Setiap Muslim diperintahkan untuk melakukan seluruh tata nilai tersebut dalam kehidupannya. Sikap memilih sebagian dan menolak sebagian tata nilai itu dipandang Al-Quran sebagai bentuk pelanggaran dan dosa. Melaksanakannya dinilai ibadah, memperjuangkannya dinilai sebagai perjuangan suci, mati karenanya dinilai sebagai mati syahid, hijrah karena memperjuangkannya dinilai sebagai pengabdian yang tinggi, dan tidak mau melaksanakannya dinilai sebagai zalim, fasiq, dan kafir.

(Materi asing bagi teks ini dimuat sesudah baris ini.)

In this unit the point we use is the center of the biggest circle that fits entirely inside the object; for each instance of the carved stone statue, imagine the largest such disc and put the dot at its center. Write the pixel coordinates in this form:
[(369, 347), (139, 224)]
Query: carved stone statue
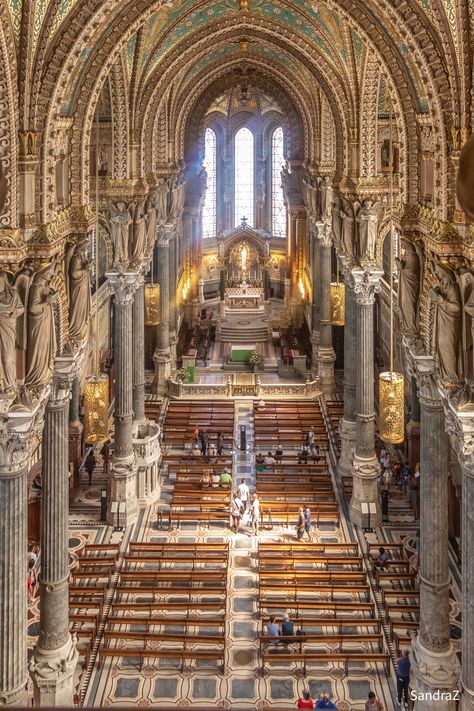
[(120, 221), (10, 309), (448, 326), (41, 333), (79, 295), (367, 224), (409, 289)]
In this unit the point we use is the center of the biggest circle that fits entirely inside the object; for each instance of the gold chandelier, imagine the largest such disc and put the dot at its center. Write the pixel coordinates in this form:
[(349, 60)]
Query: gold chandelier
[(96, 388), (391, 384)]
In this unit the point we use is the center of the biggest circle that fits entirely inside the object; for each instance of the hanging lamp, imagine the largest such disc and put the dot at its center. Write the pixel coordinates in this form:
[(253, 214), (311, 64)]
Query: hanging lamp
[(337, 299), (96, 387), (391, 384)]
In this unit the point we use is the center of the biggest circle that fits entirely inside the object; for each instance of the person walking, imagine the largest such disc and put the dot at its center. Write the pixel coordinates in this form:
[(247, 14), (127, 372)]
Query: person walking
[(89, 464), (403, 676)]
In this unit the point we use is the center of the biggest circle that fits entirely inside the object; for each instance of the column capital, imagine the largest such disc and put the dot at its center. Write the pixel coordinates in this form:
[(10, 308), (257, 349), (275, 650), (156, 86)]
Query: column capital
[(365, 285), (123, 285)]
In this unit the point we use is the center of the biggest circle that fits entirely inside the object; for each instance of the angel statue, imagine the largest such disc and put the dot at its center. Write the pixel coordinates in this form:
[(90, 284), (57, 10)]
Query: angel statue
[(10, 309), (120, 221)]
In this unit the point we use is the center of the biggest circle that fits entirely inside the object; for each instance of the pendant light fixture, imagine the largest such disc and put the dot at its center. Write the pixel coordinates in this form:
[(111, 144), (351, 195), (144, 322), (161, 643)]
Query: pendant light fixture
[(391, 384), (96, 387)]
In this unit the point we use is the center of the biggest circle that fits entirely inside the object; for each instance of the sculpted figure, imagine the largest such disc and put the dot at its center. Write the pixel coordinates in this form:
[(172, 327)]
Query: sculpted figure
[(120, 221), (79, 294), (41, 334), (10, 309), (409, 289), (367, 223), (448, 324)]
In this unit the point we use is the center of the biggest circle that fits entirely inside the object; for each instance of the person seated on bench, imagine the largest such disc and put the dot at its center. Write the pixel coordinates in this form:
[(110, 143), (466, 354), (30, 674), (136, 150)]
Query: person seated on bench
[(205, 480), (269, 461), (303, 454), (273, 630), (325, 702), (380, 560), (226, 479)]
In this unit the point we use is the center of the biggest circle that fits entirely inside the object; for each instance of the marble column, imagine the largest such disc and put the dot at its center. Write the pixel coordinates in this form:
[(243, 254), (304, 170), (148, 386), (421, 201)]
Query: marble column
[(326, 355), (347, 425), (15, 435), (162, 355), (434, 663), (123, 470), (365, 466), (55, 655), (138, 317)]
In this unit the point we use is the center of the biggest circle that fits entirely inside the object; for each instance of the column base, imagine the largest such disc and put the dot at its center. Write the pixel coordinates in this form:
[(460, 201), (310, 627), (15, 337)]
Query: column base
[(122, 507), (162, 360), (434, 678), (326, 359), (52, 672), (365, 474), (347, 433)]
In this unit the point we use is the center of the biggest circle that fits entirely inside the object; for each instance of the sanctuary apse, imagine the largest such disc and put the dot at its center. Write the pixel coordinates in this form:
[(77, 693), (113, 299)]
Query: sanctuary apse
[(232, 216)]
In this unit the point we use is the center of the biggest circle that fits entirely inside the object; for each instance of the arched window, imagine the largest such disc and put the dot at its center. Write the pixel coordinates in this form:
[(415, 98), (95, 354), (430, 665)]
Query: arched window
[(210, 164), (244, 171), (278, 202)]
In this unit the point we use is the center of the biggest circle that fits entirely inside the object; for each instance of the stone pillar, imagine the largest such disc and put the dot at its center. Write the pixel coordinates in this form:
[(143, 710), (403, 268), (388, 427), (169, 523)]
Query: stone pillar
[(347, 425), (162, 355), (138, 317), (123, 471), (326, 355), (15, 434), (55, 655), (434, 663), (365, 467), (414, 427)]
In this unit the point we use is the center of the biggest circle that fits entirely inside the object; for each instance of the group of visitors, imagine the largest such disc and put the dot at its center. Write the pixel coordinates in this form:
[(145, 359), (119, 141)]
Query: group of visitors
[(324, 702), (204, 445)]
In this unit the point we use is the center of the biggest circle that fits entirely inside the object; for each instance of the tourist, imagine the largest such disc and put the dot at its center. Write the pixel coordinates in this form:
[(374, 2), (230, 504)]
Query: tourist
[(305, 701), (205, 480), (273, 631), (244, 493), (226, 479), (105, 453), (89, 464), (269, 461), (403, 676), (255, 515), (236, 509), (325, 702), (372, 703), (380, 560), (307, 522)]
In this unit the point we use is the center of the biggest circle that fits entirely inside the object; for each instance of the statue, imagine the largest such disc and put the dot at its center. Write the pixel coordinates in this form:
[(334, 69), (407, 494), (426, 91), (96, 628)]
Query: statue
[(120, 221), (139, 233), (41, 333), (10, 309), (368, 222), (448, 325), (409, 289), (79, 293)]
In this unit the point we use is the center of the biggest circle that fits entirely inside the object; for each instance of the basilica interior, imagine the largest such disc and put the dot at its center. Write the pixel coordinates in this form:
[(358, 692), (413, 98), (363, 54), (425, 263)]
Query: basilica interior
[(236, 251)]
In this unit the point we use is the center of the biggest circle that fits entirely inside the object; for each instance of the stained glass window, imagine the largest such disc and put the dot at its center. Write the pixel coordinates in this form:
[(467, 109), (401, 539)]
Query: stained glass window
[(244, 172), (278, 202), (210, 164)]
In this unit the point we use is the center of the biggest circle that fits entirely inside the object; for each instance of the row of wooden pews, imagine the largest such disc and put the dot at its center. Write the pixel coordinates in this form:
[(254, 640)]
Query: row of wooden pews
[(169, 604), (324, 589)]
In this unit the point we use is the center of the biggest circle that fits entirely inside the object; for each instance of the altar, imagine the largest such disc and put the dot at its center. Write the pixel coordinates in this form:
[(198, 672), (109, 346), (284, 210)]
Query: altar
[(244, 297)]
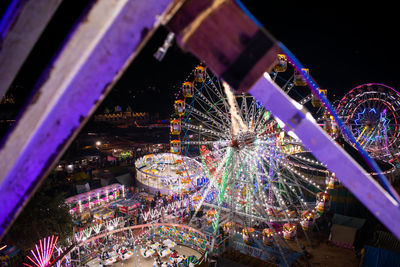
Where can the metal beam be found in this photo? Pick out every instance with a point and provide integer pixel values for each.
(20, 28)
(240, 51)
(94, 57)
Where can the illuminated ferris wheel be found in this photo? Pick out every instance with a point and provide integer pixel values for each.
(255, 171)
(372, 113)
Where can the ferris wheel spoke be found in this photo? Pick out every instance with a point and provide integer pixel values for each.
(211, 111)
(218, 111)
(204, 116)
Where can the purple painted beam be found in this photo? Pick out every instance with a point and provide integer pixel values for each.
(349, 172)
(94, 57)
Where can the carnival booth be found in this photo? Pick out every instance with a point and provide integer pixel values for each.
(104, 214)
(95, 198)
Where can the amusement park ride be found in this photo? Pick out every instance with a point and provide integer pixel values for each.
(236, 117)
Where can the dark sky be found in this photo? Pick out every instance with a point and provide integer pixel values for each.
(342, 46)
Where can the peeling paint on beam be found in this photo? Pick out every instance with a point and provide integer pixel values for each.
(91, 61)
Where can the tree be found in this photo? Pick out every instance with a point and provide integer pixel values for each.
(46, 214)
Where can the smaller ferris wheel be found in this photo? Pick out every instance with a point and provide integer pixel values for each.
(372, 113)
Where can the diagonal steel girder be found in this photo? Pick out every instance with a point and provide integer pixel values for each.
(242, 52)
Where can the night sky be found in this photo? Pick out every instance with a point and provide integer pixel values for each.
(342, 46)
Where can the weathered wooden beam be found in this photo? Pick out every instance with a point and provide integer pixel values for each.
(20, 28)
(94, 57)
(236, 48)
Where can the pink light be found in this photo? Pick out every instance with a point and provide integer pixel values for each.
(44, 252)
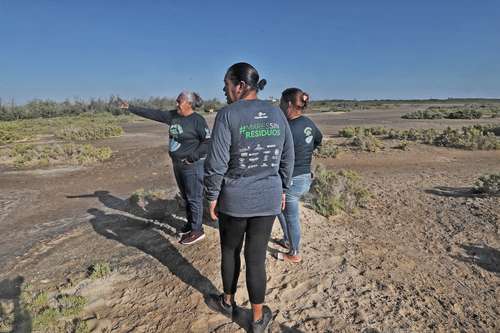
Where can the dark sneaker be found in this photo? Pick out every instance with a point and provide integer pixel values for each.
(217, 303)
(283, 243)
(186, 229)
(259, 326)
(192, 237)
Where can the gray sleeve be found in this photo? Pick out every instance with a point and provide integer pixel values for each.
(157, 115)
(287, 159)
(217, 161)
(318, 137)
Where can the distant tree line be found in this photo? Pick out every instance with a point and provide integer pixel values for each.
(39, 108)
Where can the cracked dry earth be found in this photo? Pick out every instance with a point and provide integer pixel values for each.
(424, 256)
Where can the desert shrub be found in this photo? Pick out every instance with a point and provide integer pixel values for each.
(367, 142)
(333, 192)
(403, 145)
(350, 132)
(424, 114)
(471, 138)
(328, 149)
(424, 135)
(89, 133)
(439, 113)
(99, 270)
(376, 130)
(71, 305)
(7, 319)
(488, 184)
(53, 312)
(28, 155)
(464, 114)
(82, 127)
(347, 132)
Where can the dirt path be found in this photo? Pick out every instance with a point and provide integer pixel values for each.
(424, 256)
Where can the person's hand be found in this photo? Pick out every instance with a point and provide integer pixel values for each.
(211, 208)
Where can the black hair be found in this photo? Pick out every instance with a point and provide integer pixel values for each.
(243, 72)
(193, 98)
(295, 96)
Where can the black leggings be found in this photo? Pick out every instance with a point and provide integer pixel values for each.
(256, 232)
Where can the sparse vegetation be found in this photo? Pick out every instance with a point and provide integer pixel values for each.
(334, 192)
(50, 109)
(403, 145)
(367, 142)
(472, 138)
(328, 149)
(54, 312)
(29, 155)
(89, 133)
(99, 270)
(488, 184)
(83, 127)
(350, 132)
(447, 113)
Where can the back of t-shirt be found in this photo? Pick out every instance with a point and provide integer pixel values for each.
(306, 137)
(252, 151)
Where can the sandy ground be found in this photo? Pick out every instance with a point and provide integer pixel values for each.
(424, 256)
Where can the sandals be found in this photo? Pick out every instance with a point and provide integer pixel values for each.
(288, 257)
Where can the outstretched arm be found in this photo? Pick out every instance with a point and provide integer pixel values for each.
(287, 159)
(156, 115)
(217, 161)
(318, 137)
(204, 136)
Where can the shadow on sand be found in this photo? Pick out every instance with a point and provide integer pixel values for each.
(147, 238)
(483, 256)
(163, 210)
(10, 291)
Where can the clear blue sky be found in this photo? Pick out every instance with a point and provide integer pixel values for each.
(332, 49)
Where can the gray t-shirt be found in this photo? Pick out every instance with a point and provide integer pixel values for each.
(250, 159)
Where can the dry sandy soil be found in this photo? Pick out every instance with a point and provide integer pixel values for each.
(424, 256)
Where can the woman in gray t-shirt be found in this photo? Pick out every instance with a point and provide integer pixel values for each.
(248, 168)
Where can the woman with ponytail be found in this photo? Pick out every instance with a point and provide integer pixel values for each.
(306, 138)
(247, 171)
(189, 136)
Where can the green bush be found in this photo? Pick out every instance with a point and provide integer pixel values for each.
(465, 114)
(472, 138)
(438, 113)
(328, 149)
(333, 192)
(29, 155)
(89, 133)
(424, 114)
(403, 145)
(367, 142)
(99, 270)
(488, 184)
(71, 305)
(54, 312)
(348, 132)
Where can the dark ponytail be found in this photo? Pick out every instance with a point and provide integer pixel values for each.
(243, 72)
(296, 96)
(197, 101)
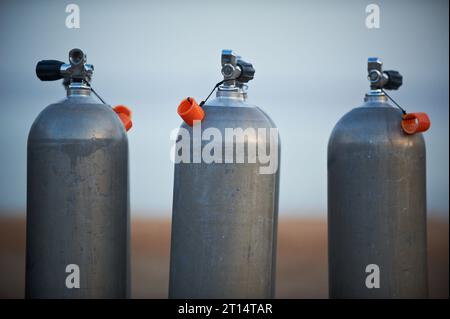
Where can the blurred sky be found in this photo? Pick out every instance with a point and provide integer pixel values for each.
(310, 59)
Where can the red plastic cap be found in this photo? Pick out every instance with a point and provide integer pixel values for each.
(415, 122)
(190, 111)
(124, 114)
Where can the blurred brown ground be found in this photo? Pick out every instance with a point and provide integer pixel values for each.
(301, 261)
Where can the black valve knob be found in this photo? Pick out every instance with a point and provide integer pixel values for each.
(49, 70)
(247, 71)
(395, 80)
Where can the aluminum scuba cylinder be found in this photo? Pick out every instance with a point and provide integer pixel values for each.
(225, 207)
(77, 191)
(377, 197)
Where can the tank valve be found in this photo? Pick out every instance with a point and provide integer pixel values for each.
(77, 74)
(392, 80)
(235, 70)
(379, 79)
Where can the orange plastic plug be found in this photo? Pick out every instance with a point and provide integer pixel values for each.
(124, 113)
(415, 122)
(190, 111)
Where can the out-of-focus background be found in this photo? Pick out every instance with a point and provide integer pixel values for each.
(310, 59)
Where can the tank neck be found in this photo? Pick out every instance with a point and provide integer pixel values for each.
(78, 89)
(375, 96)
(231, 92)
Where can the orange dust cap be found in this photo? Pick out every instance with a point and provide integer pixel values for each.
(415, 122)
(190, 111)
(124, 114)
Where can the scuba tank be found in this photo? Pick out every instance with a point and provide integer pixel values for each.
(77, 191)
(224, 222)
(377, 197)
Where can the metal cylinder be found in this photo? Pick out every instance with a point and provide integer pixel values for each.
(224, 222)
(376, 205)
(77, 242)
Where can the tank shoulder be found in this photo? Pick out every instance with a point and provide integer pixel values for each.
(246, 115)
(68, 120)
(374, 123)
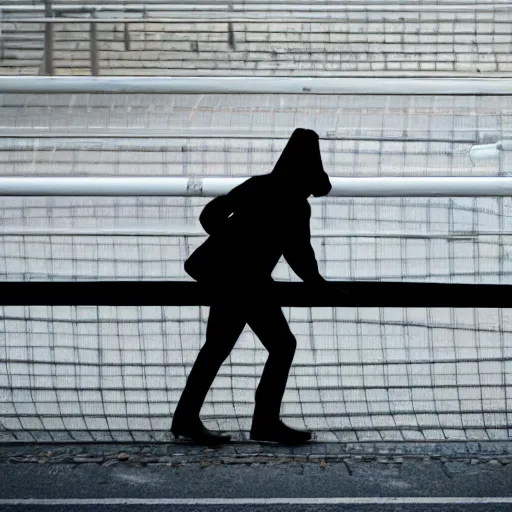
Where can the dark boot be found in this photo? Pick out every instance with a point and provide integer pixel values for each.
(194, 429)
(267, 427)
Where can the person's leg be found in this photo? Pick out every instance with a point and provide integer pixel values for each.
(225, 324)
(271, 327)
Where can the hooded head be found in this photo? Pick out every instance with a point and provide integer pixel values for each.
(300, 165)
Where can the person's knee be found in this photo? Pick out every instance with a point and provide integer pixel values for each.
(215, 352)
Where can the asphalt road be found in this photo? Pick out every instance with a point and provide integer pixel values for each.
(418, 485)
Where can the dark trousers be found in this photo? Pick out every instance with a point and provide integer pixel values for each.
(225, 324)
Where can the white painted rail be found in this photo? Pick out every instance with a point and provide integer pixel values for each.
(212, 187)
(257, 85)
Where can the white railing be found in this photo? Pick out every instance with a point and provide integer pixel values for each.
(212, 187)
(257, 85)
(198, 233)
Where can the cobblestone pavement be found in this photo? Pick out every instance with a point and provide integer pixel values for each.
(178, 454)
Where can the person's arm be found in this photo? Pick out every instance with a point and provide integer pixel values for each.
(299, 253)
(216, 213)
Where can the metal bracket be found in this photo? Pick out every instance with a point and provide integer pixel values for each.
(195, 186)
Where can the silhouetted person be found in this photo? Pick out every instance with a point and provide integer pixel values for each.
(250, 228)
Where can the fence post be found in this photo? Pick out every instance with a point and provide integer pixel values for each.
(93, 42)
(1, 38)
(126, 37)
(48, 39)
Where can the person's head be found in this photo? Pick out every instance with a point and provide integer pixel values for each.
(300, 168)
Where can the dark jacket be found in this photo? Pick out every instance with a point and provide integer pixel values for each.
(264, 218)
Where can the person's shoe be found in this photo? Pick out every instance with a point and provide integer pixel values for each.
(278, 432)
(195, 430)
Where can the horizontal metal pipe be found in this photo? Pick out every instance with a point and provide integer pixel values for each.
(158, 140)
(212, 187)
(191, 232)
(258, 85)
(295, 294)
(280, 7)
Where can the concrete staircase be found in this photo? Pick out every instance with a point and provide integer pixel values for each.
(412, 43)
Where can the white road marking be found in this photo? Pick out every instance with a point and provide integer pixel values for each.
(264, 501)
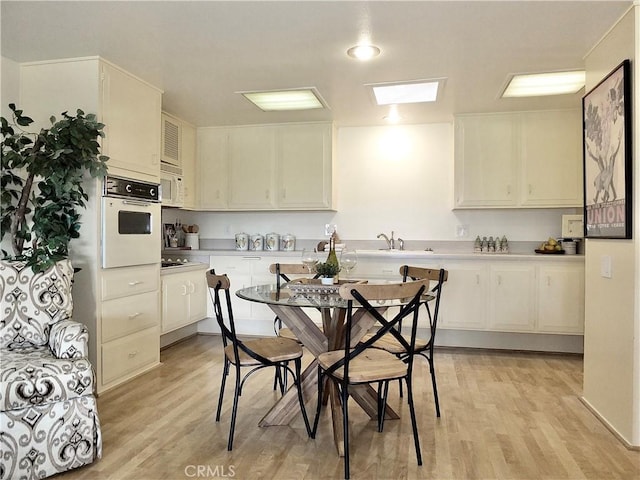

c.       Al-Quran sebagai Korektor
Sebagai korektor, Al-Quran banyak mengungkapkan persoalan-persoalan yang dibahas oleh kitab-kitab suci sebelumnya, semacam Taurat dan Injil yang dinilai tidak lagi sesuai dengan ajaran yang telah diturunkan oleh Allah Swt. Ketidaksesuaian tersebut menyangkut sejarah orang-orang tertentu, hukum-hukum, prinsip-prinsip ketuhanan, dan sebagainya.
Ada beberapa contoh koreksian yang diungkapkan oleh Al-Quran terhadap kitab-kitab terdahulu tersebut, antara lain:
o   Tentang ajaran Trinitas (QS 5:73)
o   Tentang Nabi Isa (QS 3:49,59; QS 5:72,76)
o   Tentang peristiwa penyaliban Nabi Isa (4:157-158)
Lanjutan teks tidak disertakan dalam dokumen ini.